How to Clear All Notifications on iPhone: A Complete Guide
Managing notifications on an iPhone can feel overwhelming — especially if you've let them pile up over days or weeks. Whether you're staring at a notification center packed with alerts from a dozen apps, or you just want a clean slate, knowing how to clear them efficiently makes a real difference in how you interact with your device.
What iPhone Notifications Actually Are
Before clearing them, it helps to understand what you're dealing with. Notifications on iPhone are alerts generated by apps and delivered to your Lock Screen, Notification Center (accessed by swiping down from the top of the screen), and — in some cases — your Home Screen badge counts.
Clearing notifications from the Notification Center removes the visible alerts from that panel. It does not necessarily reset app badges, mute future alerts, or change any settings. These are separate things that often get confused.
How to Clear All Notifications at Once 📱
Apple introduced the ability to clear all notifications in a single tap in iOS 10. Here's how it works:
Clearing All Notifications from Notification Center
- Swipe down from the top of the screen to open Notification Center
- Tap and hold the X button that appears next to a notification group or at the top-right of the screen
- A "Clear All Notifications" button will appear
- Tap it — all notifications are removed from the panel instantly
This method clears everything visible in your Notification Center in one go. It applies regardless of whether notifications are grouped by app or shown individually.
Clearing Notifications One App at a Time
If you want to be selective:
- Open Notification Center
- Swipe left on an individual notification or notification group
- Tap "Clear" (for a single group) or "Clear All" (if that app has multiple stacked alerts)
This is useful when you want to keep some alerts visible while removing others.
Clearing Notifications Directly from the Lock Screen
Notifications on the Lock Screen work similarly.

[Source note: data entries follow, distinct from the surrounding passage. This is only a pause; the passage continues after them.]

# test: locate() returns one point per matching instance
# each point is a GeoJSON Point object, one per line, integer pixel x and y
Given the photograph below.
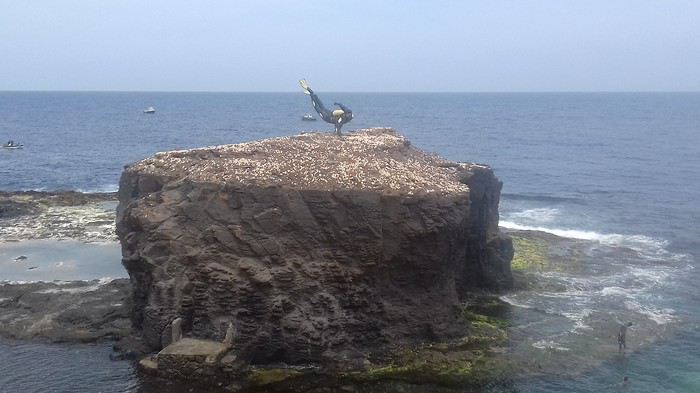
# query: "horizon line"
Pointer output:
{"type": "Point", "coordinates": [367, 92]}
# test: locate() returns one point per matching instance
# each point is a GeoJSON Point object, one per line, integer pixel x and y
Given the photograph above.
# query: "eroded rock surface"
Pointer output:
{"type": "Point", "coordinates": [77, 311]}
{"type": "Point", "coordinates": [318, 248]}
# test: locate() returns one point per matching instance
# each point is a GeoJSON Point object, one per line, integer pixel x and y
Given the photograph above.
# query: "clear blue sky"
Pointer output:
{"type": "Point", "coordinates": [350, 45]}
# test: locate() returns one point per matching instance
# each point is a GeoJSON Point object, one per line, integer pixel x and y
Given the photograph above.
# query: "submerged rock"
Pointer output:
{"type": "Point", "coordinates": [76, 311]}
{"type": "Point", "coordinates": [317, 248]}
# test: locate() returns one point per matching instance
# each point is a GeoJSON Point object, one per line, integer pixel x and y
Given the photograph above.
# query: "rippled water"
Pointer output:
{"type": "Point", "coordinates": [617, 175]}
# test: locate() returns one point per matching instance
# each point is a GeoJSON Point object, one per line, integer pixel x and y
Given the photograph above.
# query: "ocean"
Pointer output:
{"type": "Point", "coordinates": [617, 174]}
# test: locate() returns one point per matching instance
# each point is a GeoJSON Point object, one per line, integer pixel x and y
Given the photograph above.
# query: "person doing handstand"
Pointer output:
{"type": "Point", "coordinates": [337, 117]}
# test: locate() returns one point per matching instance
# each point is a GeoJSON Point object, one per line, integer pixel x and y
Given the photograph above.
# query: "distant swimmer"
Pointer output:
{"type": "Point", "coordinates": [622, 336]}
{"type": "Point", "coordinates": [337, 117]}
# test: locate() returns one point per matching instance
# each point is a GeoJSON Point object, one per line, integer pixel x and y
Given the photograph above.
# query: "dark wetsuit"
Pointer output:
{"type": "Point", "coordinates": [336, 117]}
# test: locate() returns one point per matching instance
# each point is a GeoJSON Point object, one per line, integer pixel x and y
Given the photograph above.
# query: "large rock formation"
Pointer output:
{"type": "Point", "coordinates": [316, 247]}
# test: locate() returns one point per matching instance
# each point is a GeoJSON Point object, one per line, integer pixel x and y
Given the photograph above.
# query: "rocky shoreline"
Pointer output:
{"type": "Point", "coordinates": [76, 311]}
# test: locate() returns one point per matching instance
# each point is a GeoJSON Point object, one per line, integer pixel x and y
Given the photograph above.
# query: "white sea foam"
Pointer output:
{"type": "Point", "coordinates": [99, 189]}
{"type": "Point", "coordinates": [89, 288]}
{"type": "Point", "coordinates": [535, 216]}
{"type": "Point", "coordinates": [648, 245]}
{"type": "Point", "coordinates": [660, 316]}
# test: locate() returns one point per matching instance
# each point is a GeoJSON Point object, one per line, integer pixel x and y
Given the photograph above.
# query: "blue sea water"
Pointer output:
{"type": "Point", "coordinates": [614, 170]}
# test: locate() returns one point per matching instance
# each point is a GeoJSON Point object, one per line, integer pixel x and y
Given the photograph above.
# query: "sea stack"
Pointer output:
{"type": "Point", "coordinates": [315, 248]}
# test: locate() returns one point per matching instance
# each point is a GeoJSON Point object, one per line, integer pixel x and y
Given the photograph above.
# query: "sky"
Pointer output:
{"type": "Point", "coordinates": [350, 45]}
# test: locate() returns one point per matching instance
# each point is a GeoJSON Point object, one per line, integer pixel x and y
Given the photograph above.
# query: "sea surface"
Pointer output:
{"type": "Point", "coordinates": [618, 175]}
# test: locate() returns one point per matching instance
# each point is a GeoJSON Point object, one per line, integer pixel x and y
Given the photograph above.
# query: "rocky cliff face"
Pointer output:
{"type": "Point", "coordinates": [317, 248]}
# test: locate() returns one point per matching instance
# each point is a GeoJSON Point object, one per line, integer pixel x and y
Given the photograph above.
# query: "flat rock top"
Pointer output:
{"type": "Point", "coordinates": [374, 159]}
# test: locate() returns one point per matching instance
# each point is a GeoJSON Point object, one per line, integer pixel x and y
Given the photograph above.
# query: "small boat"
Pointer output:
{"type": "Point", "coordinates": [12, 145]}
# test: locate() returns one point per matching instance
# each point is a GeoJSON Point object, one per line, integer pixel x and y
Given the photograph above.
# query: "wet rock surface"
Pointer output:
{"type": "Point", "coordinates": [318, 249]}
{"type": "Point", "coordinates": [79, 311]}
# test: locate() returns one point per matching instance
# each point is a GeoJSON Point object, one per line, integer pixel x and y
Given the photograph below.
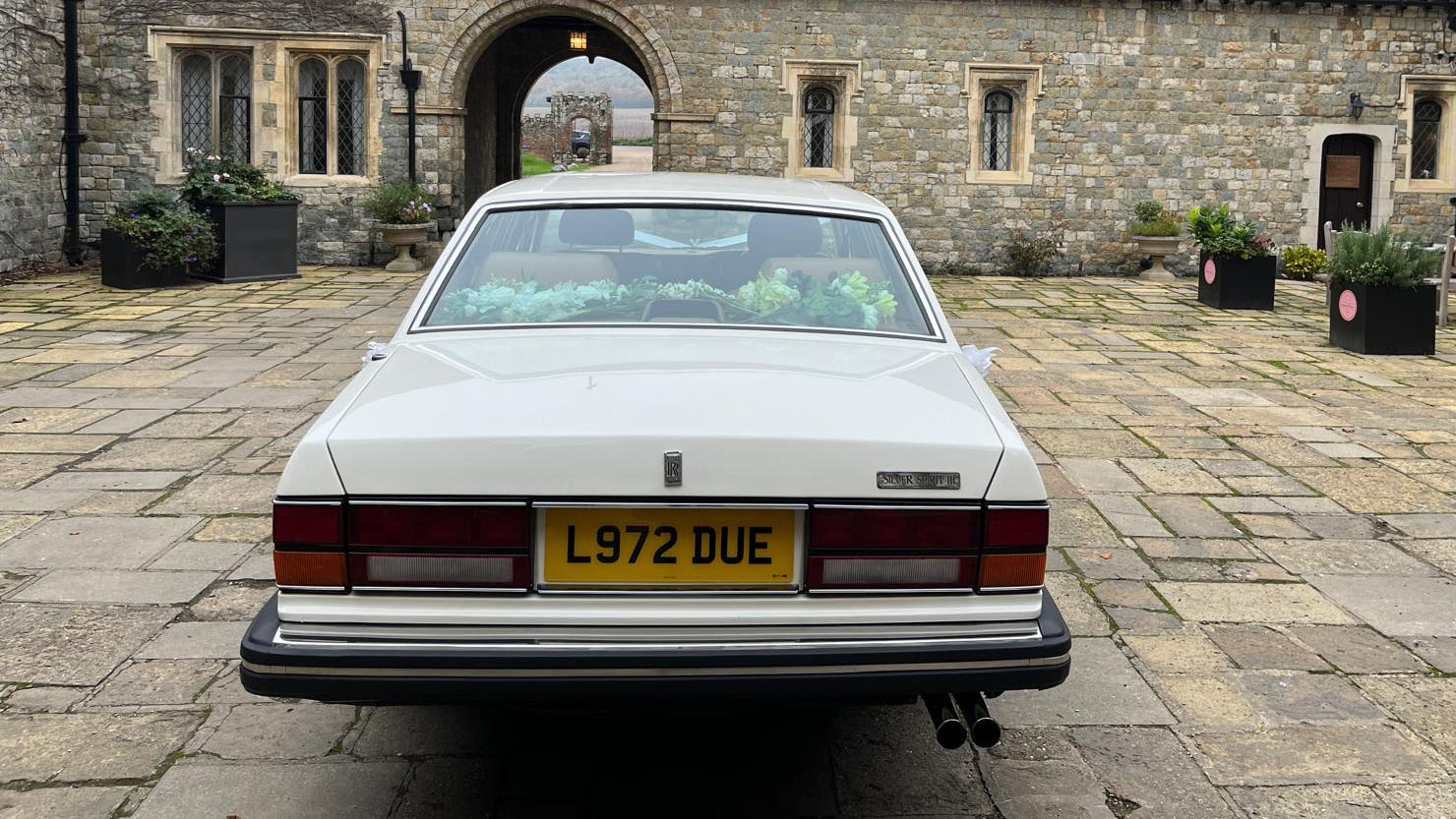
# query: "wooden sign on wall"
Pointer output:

Swipe left on a notification to reveal options including Clear or Clear All. Alternatively, unlocking your phone and opening each app will often dismiss Lock Screen alerts automatically, as iOS marks them as seen.
How Notification Grouping Affects the Process
iOS 12 and later introduced notification grouping, which bundles alerts from the same app together. This changes how the "clear all" interaction works in a subtle but important way:
| Notification Type | How to Clear |
|---|---|
| Single notification | Swipe left → Clear |
| Grouped app notifications | Swipe left on group → Clear All |
| All notifications at once | Hold the X → Clear All Notifications |
If you have By App grouping enabled (under Settings → Notifications → [App Name] → Notification Grouping), you'll see stacked cards per app. If grouping is set to Off, each notification appears individually, which makes bulk-clearing more tedious.
App Badges Are a Separate Layer
One thing that trips people up: clearing notifications from Notification Center does not always clear the badge count (that red number on an app icon). Badge counts are controlled independently by each app.
- For most apps, opening the app and reading or processing your alerts clears the badge
- Some apps — particularly email clients and messaging apps — only clear badges when you actually read the content inside
- You can turn badges off entirely under Settings → Notifications → [App Name] → Badges
So if you clear all notifications but still see red numbers on your Home Screen, the app itself still considers those items unread.
iOS Version Differences Worth Knowing 🔍
The exact behavior and available options have shifted across iOS versions:
- iOS 10–11: Introduced the "clear all" feature but with less polished grouping
- iOS 12–15: Added per-app grouping and refined the swipe-to-clear interactions
- iOS 16+: Improved the Lock Screen notification layout, now showing notifications at the bottom by default and offering a stacked, collapsible view
If the steps above don't match exactly what you're seeing, your iOS version is likely the reason. The core tap-and-hold mechanic on the X icon has remained consistent, but the visual layout has evolved.
Focus Modes and Notification Management
Focus modes (introduced in iOS 15) are worth knowing about in this context, even though they don't clear existing notifications — they prevent new ones from arriving from specific apps or people.
If you find yourself constantly clearing notifications from certain apps, a Focus mode may be more efficient than manually clearing them after the fact. But that's a management strategy, not a clearing tool.
What Determines Your Best Approach
How you should handle notification clearing depends on factors specific to your situation:
- How many apps send you notifications — a light notification load is easy to manage manually; a heavy one may justify changing grouping settings
- Which iOS version you're running — the Lock Screen layout especially varies
- Whether you use multiple Apple devices — notifications can sync across iPhone, iPad, and Mac via iCloud, meaning clearing on one device may or may not reflect on others depending on your settings
- Your workflow preferences — some users want a fully clean Notification Center daily; others use it as a lightweight to-do list and prefer to clear selectively
The mechanics of clearing are straightforward, but how aggressively you clear — and whether you'd benefit from adjusting grouping, badges, or Focus settings instead — comes down to how you actually use your phone day to day.